Can you see it? Can you taste how bad you want it to play out in life as it does in your mind’s eye?

But when you’re an older man, it should be different.

Should be.

Vasiliy Polenov-- detail from 'Christ and Woman Taken in Adultery'You look around and see an old friend standing off to the side, his grip on his stone not so tight. The light had been dim, but you thought you saw him come out of her place a month ago, though you told yourself otherwise. He casts a downturned glance your way because you know, and he knows, too. And what of your own struggles? Who knows about your private sin, your little dalliance from years ago, and how you thanked God every day that you weren’t found out? Though in the end, who can hide anything from God? It should be you in that circle with that woman, shouldn’t it? In fact, it could be every man standing around that woman, stone in hand. All of you, ready to have your teeth shattered, your bones broken. Every last one of you. Buried under a pile of well-deserved stones. Because you had it coming as much as that woman before you now.

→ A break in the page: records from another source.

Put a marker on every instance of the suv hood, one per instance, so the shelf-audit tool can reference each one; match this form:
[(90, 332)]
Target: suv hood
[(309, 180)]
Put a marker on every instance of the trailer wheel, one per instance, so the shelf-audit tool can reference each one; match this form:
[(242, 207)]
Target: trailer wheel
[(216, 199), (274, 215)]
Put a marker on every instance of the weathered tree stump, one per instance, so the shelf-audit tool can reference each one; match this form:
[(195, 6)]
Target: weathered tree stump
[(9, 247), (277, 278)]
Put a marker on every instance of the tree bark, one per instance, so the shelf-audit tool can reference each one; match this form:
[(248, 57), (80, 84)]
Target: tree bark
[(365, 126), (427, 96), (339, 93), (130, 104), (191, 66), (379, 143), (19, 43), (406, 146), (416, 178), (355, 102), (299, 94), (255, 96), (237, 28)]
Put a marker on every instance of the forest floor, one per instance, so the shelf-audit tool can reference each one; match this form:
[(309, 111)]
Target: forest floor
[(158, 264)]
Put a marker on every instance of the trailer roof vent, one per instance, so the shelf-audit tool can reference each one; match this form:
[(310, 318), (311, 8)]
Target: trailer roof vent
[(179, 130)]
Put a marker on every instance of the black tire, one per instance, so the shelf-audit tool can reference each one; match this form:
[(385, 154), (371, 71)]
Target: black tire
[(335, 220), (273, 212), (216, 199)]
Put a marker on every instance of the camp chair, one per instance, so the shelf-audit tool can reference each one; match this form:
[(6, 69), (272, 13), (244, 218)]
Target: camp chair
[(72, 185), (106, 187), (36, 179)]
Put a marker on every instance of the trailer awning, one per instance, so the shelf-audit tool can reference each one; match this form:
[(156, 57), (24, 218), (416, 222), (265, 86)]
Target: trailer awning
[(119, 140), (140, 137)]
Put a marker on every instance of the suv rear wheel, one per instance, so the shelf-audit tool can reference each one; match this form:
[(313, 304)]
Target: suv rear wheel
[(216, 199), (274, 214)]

One of the greatest self-deceptions the devil throws at us is that our sin is somehow not as bad as their sin, no matter who “they” might be. I wonder how many of us who should know better still cling to that angry young man we should’ve put to death a long, long time ago as part of our maturity in Christ. As much as we talk about grace, too few of us actually dispense it. There is nothing sadder under the sun than an old man, stone still in hand, ready to throw it at whomever he classifies as deserving of it’s granite sting.

It amazes and saddens me that so many Christians out there who should know better can’t drop their stone. They’ve got to hurl it at all cost. And they do so because they have no concept of grace or of their own sin. They live an unexamined life that focuses on everyone else’s failures and none of their own.

Tim Keller and David Powlison wrote eloquently on one way in which we can learn to drop the stone. I would encourage everyone to read it here,  bloggers especially.

The old adage goes “There’s no fool like an old fool.” God help us if Christian maturity doesn’t lead us beyond the angry young man stage and into the wisdom of dropping our stones.